L'Iran, déjà durement touché par la guerre "imposée" entre Iran et Irak, s'est juré de ne jamais plus connaître une telle vulnérabilité. L'Iran voulait tracer la voie de la dissuasion stratégique dans le contexte d'une région dominée par l'écrasante domination aérienne dont jouissent ses adversaires.
Ce qui s'est passé ce samedi 14 avril - quelque 18 ans plus tard - est donc de la plus haute importance.

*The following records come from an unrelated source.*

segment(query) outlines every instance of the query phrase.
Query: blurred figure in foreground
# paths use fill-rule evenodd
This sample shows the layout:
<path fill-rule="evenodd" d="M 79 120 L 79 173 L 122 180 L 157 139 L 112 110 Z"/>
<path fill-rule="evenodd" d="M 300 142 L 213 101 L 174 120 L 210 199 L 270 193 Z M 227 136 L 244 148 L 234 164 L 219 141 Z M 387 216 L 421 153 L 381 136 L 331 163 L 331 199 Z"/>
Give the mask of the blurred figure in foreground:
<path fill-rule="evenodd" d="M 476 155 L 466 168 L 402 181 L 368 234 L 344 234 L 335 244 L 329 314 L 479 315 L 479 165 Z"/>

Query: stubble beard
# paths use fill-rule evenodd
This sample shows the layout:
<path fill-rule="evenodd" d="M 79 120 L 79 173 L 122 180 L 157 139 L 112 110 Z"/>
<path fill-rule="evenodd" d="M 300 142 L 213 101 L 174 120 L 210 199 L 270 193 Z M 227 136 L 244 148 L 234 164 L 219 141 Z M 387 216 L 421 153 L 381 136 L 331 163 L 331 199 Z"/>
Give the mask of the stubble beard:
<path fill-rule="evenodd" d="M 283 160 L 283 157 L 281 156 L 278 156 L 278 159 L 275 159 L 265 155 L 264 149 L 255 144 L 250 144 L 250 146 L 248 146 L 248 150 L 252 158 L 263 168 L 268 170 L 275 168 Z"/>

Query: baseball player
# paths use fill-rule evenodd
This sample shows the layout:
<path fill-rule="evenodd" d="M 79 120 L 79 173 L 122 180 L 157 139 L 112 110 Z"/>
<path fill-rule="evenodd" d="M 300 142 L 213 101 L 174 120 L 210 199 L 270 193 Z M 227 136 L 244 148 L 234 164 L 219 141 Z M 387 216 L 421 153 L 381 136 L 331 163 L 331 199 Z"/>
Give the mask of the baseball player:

Malgré le battage médiatique et les tentatives de récupération qui ont suivi l'attaque iranienne, Israël et les États-Unis connaissent la vérité : les missiles iraniens ont pu impacter directement les deux bases et sites aériens les plus sensibles et les mieux défendus d'Israël. Derrière la rhétorique occidentale, les Israéliens ont été choqués et effrayés. Leurs bases ne sont plus " intouchables".
Israël sait également - mais refuse de l'admettre - que le soi-disant "assaut" n'en était pas un, mais plutôt "un message iranien" visant à affirmer la nouvelle équation stratégique : toute attaque israélienne contre l'Iran ou son personnel entraînera des représailles de l'Iran contre Israël.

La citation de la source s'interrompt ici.